Cerf had ample reason for apprehension. The scourge of the profession of undertaking had recently turned her journalistic skepticism toward one of Cerf's sideline ventures. As a result, in the current issue of the Atlantic, Miss Mitford dexterously deflates the Famous Writers School, a heavily promoted mail-order concern in Westport, Conn.

The school's "guiding faculty," as its advertisements stress, includes Cerf and such other U.S. literary figures as Faith Baldwin, Bruce Catton, Clifton Fadiman, Phyllis McGinley and Max Shulman. "There is probably nothing illegal in the FWS operation," writes Miss Mitford judiciously, but she encourages would-be writers to take state-university correspondence courses for a fraction of the cost.

High-pressure advertising and sales methods, she suggests, are largely responsible for the school's current enrollment of 65,000 students, each of whom is paying $785 to $900 for a three-year course. She concludes that a dropout rate of 66% to 90% (with few refunds) is largely responsible for the school's financial success. Prospective students are wooed by ads that imply guiding faculty members will help judge aptitude tests; there are also brochures that claim "all these eminent authors in effect are looking over your shoulder as you learn." In reality, writes Miss Mitford, the guiding faculty does no teaching and does not even take a hand in recruiting the school's regular instructors.
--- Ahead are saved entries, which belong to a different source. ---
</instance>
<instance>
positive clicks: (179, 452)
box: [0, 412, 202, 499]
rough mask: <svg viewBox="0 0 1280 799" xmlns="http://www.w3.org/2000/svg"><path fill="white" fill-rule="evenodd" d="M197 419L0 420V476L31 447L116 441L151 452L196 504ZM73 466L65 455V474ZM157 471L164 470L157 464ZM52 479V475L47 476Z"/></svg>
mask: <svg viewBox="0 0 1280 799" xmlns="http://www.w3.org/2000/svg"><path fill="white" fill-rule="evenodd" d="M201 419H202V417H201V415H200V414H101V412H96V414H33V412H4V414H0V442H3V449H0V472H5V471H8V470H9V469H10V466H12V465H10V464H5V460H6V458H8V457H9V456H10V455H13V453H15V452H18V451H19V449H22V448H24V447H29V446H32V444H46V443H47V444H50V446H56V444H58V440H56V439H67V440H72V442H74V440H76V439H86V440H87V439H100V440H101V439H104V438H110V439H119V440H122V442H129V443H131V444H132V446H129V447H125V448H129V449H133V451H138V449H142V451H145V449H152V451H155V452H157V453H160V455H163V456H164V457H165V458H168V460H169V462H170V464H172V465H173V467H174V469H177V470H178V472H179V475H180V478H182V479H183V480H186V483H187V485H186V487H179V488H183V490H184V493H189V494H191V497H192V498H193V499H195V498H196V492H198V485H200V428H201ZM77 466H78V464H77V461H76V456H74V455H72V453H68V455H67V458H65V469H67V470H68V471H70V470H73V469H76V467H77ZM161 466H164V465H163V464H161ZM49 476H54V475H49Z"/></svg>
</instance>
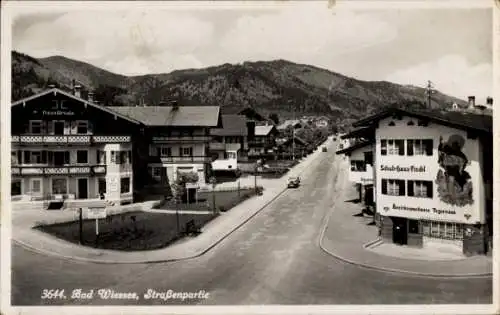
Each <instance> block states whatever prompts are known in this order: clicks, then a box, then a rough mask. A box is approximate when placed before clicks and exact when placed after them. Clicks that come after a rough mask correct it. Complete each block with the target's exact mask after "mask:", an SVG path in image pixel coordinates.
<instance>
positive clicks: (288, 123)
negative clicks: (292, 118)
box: [278, 119, 300, 130]
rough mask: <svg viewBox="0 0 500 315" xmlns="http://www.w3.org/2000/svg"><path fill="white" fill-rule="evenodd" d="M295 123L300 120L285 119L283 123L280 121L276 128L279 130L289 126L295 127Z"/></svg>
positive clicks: (296, 119) (297, 119) (286, 127)
mask: <svg viewBox="0 0 500 315" xmlns="http://www.w3.org/2000/svg"><path fill="white" fill-rule="evenodd" d="M297 125H300V120H298V119H290V120H285V121H284V122H283V123H281V124H280V125H279V126H278V129H279V130H283V129H286V128H288V127H289V126H291V127H295V126H297Z"/></svg>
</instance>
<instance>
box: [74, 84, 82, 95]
mask: <svg viewBox="0 0 500 315" xmlns="http://www.w3.org/2000/svg"><path fill="white" fill-rule="evenodd" d="M73 94H74V95H75V96H76V97H79V98H81V97H82V86H81V85H80V84H77V85H75V87H74V89H73Z"/></svg>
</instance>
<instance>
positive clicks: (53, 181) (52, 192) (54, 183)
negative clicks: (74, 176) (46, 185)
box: [52, 178, 68, 194]
mask: <svg viewBox="0 0 500 315" xmlns="http://www.w3.org/2000/svg"><path fill="white" fill-rule="evenodd" d="M67 183H68V181H67V179H66V178H53V179H52V193H53V194H67V193H68V190H67Z"/></svg>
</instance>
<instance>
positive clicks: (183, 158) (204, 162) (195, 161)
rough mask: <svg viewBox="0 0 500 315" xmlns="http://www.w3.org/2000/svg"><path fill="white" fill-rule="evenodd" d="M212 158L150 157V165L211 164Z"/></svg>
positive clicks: (178, 156) (169, 156) (199, 156)
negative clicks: (162, 164)
mask: <svg viewBox="0 0 500 315" xmlns="http://www.w3.org/2000/svg"><path fill="white" fill-rule="evenodd" d="M210 162H212V158H211V157H210V156H150V157H149V163H164V164H175V163H179V164H183V163H210Z"/></svg>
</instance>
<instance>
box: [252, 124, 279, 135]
mask: <svg viewBox="0 0 500 315" xmlns="http://www.w3.org/2000/svg"><path fill="white" fill-rule="evenodd" d="M275 128H276V127H275V126H274V125H264V126H255V135H256V136H267V135H268V134H269V133H270V132H271V130H273V129H275Z"/></svg>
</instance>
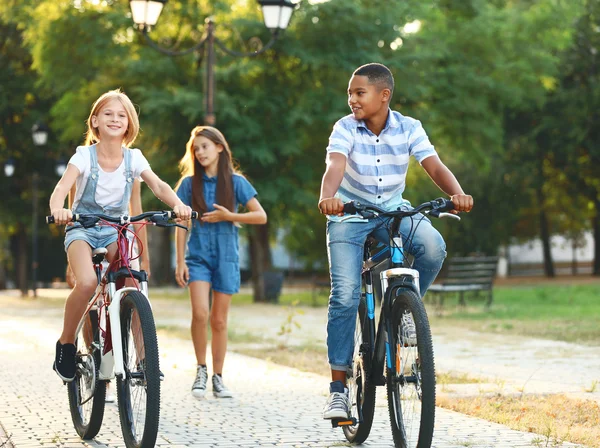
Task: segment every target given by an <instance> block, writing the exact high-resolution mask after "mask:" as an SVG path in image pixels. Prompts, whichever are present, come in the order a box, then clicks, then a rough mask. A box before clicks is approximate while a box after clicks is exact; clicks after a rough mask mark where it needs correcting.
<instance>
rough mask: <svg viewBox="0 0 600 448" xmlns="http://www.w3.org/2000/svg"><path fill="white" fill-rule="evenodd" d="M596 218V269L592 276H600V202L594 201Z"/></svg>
mask: <svg viewBox="0 0 600 448" xmlns="http://www.w3.org/2000/svg"><path fill="white" fill-rule="evenodd" d="M594 207H595V208H596V216H594V219H593V222H592V225H593V226H594V269H593V271H592V275H595V276H600V200H598V199H597V198H596V199H594Z"/></svg>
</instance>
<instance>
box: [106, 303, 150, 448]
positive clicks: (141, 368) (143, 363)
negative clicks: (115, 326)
mask: <svg viewBox="0 0 600 448" xmlns="http://www.w3.org/2000/svg"><path fill="white" fill-rule="evenodd" d="M121 343H122V347H123V363H124V367H125V375H124V376H123V377H121V378H118V379H117V397H118V402H119V417H120V419H121V429H122V431H123V439H124V441H125V445H126V446H127V447H128V448H145V447H154V445H155V443H156V437H157V434H158V420H159V414H160V370H159V365H158V343H157V340H156V327H155V326H154V317H153V316H152V309H151V308H150V303H149V302H148V299H147V298H146V296H144V295H143V294H142V293H141V292H138V291H132V292H130V293H129V294H127V295H126V296H125V297H124V298H123V299H122V301H121Z"/></svg>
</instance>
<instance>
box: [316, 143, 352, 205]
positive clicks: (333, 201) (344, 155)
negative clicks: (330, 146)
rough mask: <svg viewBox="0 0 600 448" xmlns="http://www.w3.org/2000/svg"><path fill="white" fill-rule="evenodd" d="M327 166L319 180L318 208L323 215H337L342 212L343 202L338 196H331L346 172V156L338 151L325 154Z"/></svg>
mask: <svg viewBox="0 0 600 448" xmlns="http://www.w3.org/2000/svg"><path fill="white" fill-rule="evenodd" d="M326 163H327V168H326V169H325V174H324V175H323V180H322V181H321V196H320V197H319V210H321V213H323V214H324V215H338V214H341V213H342V210H343V208H344V204H343V203H342V201H341V200H340V199H339V198H334V197H333V196H334V195H335V194H336V193H337V191H338V188H340V185H341V183H342V180H343V179H344V173H345V172H346V156H345V155H344V154H341V153H339V152H330V153H328V154H327V159H326Z"/></svg>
Ham in the Papers. Miss Mitford reports that when she spoke to guiding faculty members about the ads, they "seemed astonished, even pained, to think people might be naive enough to take the advertising at face value." She quotes Cerf: "If anyone thinks we've got time to look at the aptitude tests that come in, they're out of their mind!" And Faith Baldwin: "Anyone with common sense would know that the 15 of us are much too busy to read the manuscripts the students send in." And Cerf again, on mail-order selling in general: "The crux of it is a very hard sales pitch, an appeal to the gullible." Then why does he lend his name to the school's hard-sell proposition? "Frankly, if you must know, I'm an awful ham —I love to see my name in the papers!"